The advice on this reader board is sound, even if you’re not a Clover Ridge pupil out for the summer and wondering what to do with your time. (Never mind that “every day” should be two words. It’s the thought that counts.)
The usual question is “What? What should I read?” And the answer is always the same when it comes to reading that is voluntary as opposed to required for either school or work. The answer is: “Read whatever you enjoy reading.”
If you’re returning to Clover Ridge or any other grade school in the fall, take your bike to the nearest library and start picking up books in the section intended for your age. Read the first paragraph and see if you want to read more. If the openings don’t grab your attention, check out titles in the other parts of the library.
As for me, I’ve been borrowing books from public libraries, off and on, ever since I was 10, starting with the America House library in Berlin. (I didn’t have a bike then, so I walked or took the bus). And I can’t remember a time when I was at a loss for something to read.

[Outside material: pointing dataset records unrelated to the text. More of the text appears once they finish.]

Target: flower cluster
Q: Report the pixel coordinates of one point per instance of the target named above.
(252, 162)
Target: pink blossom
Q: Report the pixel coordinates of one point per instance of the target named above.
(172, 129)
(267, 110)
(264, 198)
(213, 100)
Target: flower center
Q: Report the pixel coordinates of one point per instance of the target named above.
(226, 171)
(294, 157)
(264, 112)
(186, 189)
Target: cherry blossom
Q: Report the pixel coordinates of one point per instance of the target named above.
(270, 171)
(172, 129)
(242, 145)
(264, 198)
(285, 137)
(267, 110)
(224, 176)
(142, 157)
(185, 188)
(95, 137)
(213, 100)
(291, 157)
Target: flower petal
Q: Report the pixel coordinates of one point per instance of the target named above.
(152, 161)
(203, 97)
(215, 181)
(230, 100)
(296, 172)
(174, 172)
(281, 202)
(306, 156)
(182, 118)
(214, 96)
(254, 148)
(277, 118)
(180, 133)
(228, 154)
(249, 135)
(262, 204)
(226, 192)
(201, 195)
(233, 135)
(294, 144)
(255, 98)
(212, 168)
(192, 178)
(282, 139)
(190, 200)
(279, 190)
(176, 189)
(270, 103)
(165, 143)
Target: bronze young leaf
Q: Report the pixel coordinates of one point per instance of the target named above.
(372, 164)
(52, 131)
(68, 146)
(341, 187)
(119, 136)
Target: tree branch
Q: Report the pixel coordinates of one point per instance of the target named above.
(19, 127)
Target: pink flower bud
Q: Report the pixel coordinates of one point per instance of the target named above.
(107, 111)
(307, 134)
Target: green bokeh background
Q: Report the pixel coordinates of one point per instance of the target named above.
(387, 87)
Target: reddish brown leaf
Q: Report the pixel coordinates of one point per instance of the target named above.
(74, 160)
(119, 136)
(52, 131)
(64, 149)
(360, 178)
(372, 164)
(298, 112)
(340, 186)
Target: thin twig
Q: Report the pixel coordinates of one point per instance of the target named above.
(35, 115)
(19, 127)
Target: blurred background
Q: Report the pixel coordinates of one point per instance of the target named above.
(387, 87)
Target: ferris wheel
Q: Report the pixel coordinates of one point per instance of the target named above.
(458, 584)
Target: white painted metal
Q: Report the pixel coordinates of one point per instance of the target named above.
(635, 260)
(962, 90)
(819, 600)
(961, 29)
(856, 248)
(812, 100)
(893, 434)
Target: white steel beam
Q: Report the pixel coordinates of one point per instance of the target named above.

I have also found used-book stores to be a source worth checking out for unusual titles. Two or three years ago, the University of Oregon magazine printed an excerpt from a book by Northwest author H.L. Davis. I had never heard of him but liked his prose. Then, way in the back of Browsers’ Bookstore, I discovered two of his novels from the 1950s. They kept me busy reading for two or three weeks, well worth the few dollars they cost. (hh)
Hazel Siebrecht responded: My most vivid memory of going to the library is as a child when Mom would let us walk the railroad ties to Eagle Point, OR, to get books in the summer. Wish I knew how far the walk was but things have changed since I was 6 or 7. The next most vivid is getting bus sick from reading during the long ride from Eagle Point schools to Lake Creek, some 30 miles out. The best memory is taking our five children to the Medford library for books. They were allowed 4-6 books, and they all loved to read. All five continue to read some form of the written word, as do I and my husband.